Living Cities has been working to dramatically improve the lives of low-income people in America’s cities for close to 25 years now. Our diverse portfolio gives us a unique vantage point to identify trends and accelerate the uptake of promising practices in the field. So what are we seeing across America? And where do we need to focus to truly build a new type of urban practice that gets dramatically better results for low-income people, faster?
This week’s #GoodReads, reading recommendations from Living Cities staff, explore what we believe are a few core elements of a new urban practice.
This week, our CEO, Ben Hecht, suggests you read a thought-provoking piece from The Economist about a multi-national asset building program aimed at poverty alleviation. It begs the question: Could there be a “Universal Fix” to Poverty?
[Graduating From Destitution](http:/www.economist.com/node/216601330] – The Economist
Workforce: Technology and the Shared Economy
One challenge that we see cities grappling with across the country is job creation. The emerging sharing economy presents an opportunity to create good jobs,and ones that pay a living wage. But how can we ensure that the jobs created actually benefit low-income residents? And as technology advances, how can we anticipate challenges that may face low-income works in the future?
I Was an Undercover Uber Driver – The City Paper
Recommended by Tamir Novotny, Senior Associate, Public Sector Innovation
Are Uber users (myself included) helping Uber become the Wal-mart of taxis? Uber has revolutionized the taxi business, but its effects on the livelihoods and long-term prospects of drivers have not been well-documented documented. This reporter from the Philadelphia City Paper went undercover as an Uber driver to explore the economics and other ins-and-outs of the business.
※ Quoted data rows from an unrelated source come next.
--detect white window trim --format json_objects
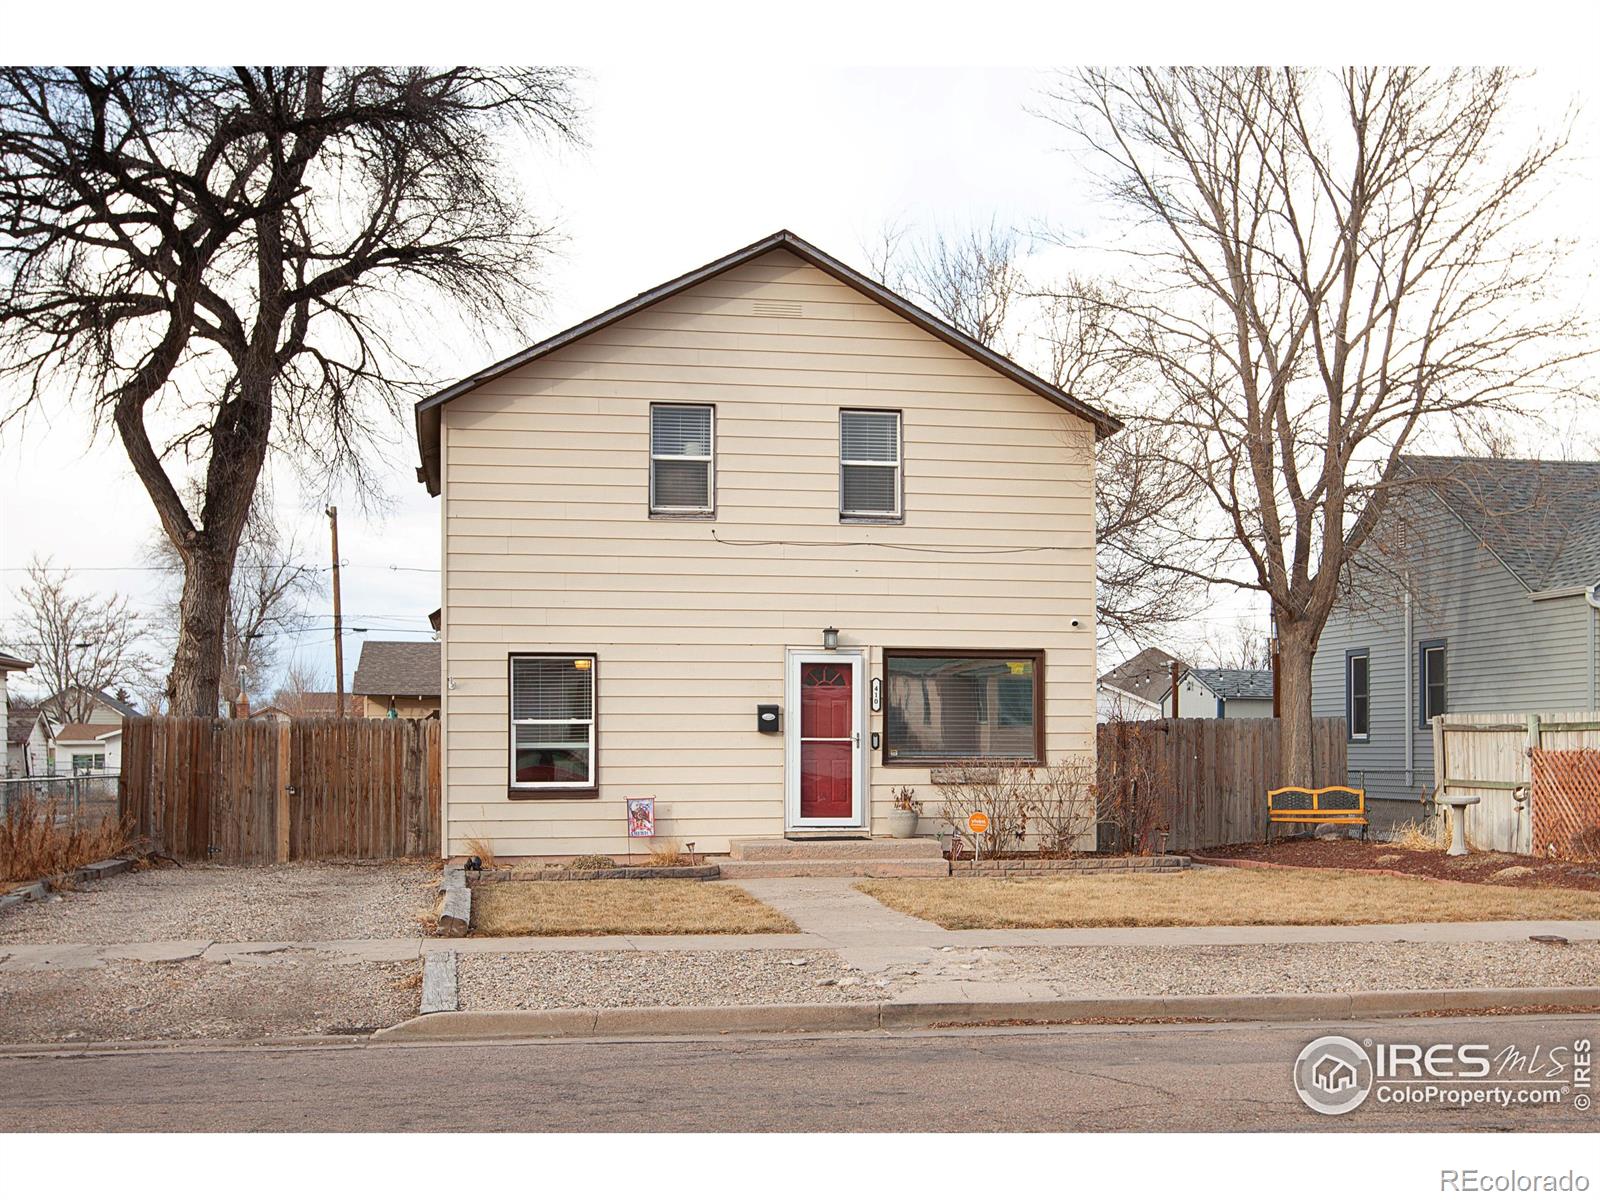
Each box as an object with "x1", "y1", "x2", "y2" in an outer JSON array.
[
  {"x1": 509, "y1": 654, "x2": 597, "y2": 792},
  {"x1": 649, "y1": 403, "x2": 715, "y2": 516},
  {"x1": 838, "y1": 408, "x2": 903, "y2": 521}
]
A World Without Work – The Atlantic
Recommended by Nadia Owusu, Assistant Director, Strategic Communications and Storytelling
Experts have long been breathlessly predicting that machines will make workers obsolete. This fascinating exploration in The Atlantic of the potential future(s) of work asks if that could actually be a good thing. Derek Thompson travels to Youngstown, Ohio where, in many ways, the future is already here, at least in terms of the decline of labor. There, he finds people defining for themselves (and potentially for the rest of us), the meaning of ‘work,’ ‘jobs,’ ‘careers,’ and ‘callings.’ As Living Cities works with other leaders to build a new urban practice to foster and accelerate dramatically better results for low-income people, considering what opportunity will look like in twenty years and beyond is critical.
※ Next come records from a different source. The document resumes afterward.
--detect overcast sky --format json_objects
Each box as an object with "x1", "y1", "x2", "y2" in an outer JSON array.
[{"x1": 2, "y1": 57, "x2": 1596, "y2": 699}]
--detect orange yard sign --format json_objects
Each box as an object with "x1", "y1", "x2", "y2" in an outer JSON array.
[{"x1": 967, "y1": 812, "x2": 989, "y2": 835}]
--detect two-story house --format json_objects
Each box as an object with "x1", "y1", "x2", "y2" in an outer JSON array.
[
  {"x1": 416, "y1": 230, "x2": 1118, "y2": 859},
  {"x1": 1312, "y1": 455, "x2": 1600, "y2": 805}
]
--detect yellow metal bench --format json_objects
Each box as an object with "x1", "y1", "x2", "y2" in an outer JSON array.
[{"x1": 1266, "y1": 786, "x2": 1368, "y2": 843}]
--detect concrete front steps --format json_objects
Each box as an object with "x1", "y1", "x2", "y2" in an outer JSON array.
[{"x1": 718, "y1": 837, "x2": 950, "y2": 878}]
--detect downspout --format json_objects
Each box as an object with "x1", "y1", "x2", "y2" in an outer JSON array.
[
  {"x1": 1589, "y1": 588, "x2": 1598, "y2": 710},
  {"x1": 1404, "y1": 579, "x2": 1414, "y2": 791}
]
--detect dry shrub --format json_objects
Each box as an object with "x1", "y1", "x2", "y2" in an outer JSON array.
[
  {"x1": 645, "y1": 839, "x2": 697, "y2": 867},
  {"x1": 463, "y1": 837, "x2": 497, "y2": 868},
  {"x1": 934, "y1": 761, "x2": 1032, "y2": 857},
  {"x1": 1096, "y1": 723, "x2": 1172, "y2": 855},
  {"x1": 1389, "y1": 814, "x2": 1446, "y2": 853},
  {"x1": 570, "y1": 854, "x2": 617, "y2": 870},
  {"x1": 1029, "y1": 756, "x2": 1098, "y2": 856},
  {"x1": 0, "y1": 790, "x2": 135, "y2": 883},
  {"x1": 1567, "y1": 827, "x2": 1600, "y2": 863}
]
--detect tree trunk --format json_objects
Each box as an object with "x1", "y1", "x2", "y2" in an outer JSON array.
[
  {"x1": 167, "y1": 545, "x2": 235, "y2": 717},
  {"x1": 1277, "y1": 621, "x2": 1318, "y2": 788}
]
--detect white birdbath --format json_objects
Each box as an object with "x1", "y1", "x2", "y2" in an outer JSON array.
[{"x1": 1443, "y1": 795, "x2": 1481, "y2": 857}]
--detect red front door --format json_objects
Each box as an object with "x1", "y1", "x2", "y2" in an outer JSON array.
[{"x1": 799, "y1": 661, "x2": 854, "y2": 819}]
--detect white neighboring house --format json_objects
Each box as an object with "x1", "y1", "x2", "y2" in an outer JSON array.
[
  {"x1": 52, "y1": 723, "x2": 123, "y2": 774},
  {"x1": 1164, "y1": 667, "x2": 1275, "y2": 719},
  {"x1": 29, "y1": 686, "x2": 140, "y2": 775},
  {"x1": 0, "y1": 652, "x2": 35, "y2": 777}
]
Housing and Access to Opportunities
We also know that, even in cities where good jobs exist, low-income people face barriers to accessing these opportunities. From addressing displacement to increasing affordable housing options in areas with access to transit, America’s cities need new ways of connecting low-income people to the jobs, amenities and essential services they need to thrive.
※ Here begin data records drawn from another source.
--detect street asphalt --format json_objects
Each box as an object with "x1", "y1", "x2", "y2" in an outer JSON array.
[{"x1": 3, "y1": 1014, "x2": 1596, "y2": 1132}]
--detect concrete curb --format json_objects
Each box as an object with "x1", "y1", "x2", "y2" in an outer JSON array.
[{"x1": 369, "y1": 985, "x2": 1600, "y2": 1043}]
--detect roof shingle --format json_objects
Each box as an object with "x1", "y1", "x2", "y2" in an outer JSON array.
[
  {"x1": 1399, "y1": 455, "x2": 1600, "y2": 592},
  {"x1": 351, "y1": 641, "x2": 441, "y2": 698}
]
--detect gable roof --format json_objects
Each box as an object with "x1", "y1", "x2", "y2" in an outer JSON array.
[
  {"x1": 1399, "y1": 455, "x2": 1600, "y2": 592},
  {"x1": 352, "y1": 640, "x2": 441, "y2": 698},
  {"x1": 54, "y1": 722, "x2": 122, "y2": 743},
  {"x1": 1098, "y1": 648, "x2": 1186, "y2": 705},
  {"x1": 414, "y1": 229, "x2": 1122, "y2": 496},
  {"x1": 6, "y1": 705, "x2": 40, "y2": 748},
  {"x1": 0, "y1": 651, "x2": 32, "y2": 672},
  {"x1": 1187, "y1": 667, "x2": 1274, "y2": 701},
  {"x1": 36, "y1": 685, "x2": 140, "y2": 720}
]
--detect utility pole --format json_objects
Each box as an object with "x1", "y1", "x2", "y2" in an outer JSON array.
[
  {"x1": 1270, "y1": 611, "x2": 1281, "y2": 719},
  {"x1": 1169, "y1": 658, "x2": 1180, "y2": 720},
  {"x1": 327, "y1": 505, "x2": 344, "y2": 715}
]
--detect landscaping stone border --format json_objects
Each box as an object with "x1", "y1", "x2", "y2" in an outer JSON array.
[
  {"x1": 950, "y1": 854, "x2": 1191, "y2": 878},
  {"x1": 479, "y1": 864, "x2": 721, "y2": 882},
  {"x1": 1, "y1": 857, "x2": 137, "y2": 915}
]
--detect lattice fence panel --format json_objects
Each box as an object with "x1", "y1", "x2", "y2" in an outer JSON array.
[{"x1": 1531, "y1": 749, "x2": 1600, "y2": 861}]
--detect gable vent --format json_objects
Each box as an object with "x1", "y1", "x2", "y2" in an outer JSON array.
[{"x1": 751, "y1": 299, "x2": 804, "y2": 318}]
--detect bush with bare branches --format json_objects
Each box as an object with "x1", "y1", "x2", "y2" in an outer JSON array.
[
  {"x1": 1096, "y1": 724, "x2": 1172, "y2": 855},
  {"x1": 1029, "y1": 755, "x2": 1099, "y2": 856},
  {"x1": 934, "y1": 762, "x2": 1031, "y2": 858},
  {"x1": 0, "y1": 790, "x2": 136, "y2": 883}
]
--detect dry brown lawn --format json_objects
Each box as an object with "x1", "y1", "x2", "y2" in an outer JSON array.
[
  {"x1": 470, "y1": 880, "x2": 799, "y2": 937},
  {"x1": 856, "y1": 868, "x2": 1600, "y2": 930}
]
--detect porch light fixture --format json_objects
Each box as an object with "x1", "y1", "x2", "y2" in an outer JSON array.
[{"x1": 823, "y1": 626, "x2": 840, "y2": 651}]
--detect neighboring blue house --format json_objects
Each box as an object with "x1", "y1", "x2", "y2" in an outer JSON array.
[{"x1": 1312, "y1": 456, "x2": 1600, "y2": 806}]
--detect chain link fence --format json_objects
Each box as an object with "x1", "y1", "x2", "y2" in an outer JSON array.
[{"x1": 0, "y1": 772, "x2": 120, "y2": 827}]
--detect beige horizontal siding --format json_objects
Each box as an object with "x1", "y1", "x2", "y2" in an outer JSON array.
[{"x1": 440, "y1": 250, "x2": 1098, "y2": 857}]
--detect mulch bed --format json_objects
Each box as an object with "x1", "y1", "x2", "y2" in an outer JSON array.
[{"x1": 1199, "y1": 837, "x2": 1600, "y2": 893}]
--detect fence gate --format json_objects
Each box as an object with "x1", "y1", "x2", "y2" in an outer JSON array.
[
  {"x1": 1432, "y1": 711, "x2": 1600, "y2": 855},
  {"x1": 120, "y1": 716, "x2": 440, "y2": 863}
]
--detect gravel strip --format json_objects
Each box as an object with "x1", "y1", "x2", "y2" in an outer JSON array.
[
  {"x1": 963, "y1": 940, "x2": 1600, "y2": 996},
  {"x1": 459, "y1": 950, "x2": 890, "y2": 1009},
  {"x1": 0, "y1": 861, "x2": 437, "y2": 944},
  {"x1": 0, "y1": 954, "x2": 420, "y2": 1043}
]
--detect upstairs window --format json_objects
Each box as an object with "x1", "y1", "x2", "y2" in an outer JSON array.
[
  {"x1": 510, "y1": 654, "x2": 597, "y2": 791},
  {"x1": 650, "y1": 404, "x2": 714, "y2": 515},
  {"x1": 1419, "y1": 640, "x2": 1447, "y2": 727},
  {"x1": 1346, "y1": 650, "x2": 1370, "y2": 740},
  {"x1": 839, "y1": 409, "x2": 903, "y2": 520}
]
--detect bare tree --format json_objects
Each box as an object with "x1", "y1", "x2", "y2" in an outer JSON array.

As New York Rents Soar, Public Housing Becomes a Lifelong Refuge – The New York Times
Recommendation from Ronda Jackson, Associate Director, Public Sector Innovation
Mireya Navarro writes an engaging piece in the New York Times about how rising rents in New York City has led to middle-income New Yorkers remaining in public housing for decades. I was struck that 5% (10,000) of the New York City Housing Authority (NYCHA) households make over $69,000 a year. A number that would disqualify them to get into public housing, but because there are no income requirements for remaining in NYCHA’s public housing middle-income tenants are able to stay in public housing decreasing low-cost housing options for the city’s poorest residents.
White Flight Never Ended – The Atlantic
Recommended by Alyssa Campbell, Intern, Knowledge & Impact
This article contests the notion that our cities have become more integrated. Displaced from inner cities, the suburbs have become more segregated as blacks move, often by necessity for affordability, to majority black enclaves while whites are attracted to communities that largely resemble them. Despite the push for desegregation under Kennedy and Johnson, it is striking to see how little American cities have changed since the Civil Rights era. While in the 1960’s job opportunities declined in inner cities, today more and more high-skilled jobs are relocating to urban areas. Fifty years later, the same story of black communities isolated from job opportunities and vibrant urban centers persists, this time playing out in the suburbs – where often a lack of transit access or long commutes to employment centers leaves communities even more isolated than before.
And, we know that improving the lives of low-income people isn’t just about raising the bar, but also requires us to address racial disparities and close the gaps. It’s crucial then, to collect good data, disaggregated by race.
The Next Big Thing in Data Analytic – Governing
Recommended by Ellen Ward, Senior Investment Associate, Capital Innovation
Technology is remaking what is possible to know about human behavior and decision-making. The type and volume of data we can, and are collecting is at an all-time high. But I find myself asking, “to what end”? I appreciate this article’s focus on the need to disaggregate data to make more informed decisions which I think is especially critical when it comes to issues of race and equity. It is not enough to look at trends at the population level, we have to dig deeper to know the disparate (or hopefully positive) impact that policies and programs have on low-income communities and communities of color.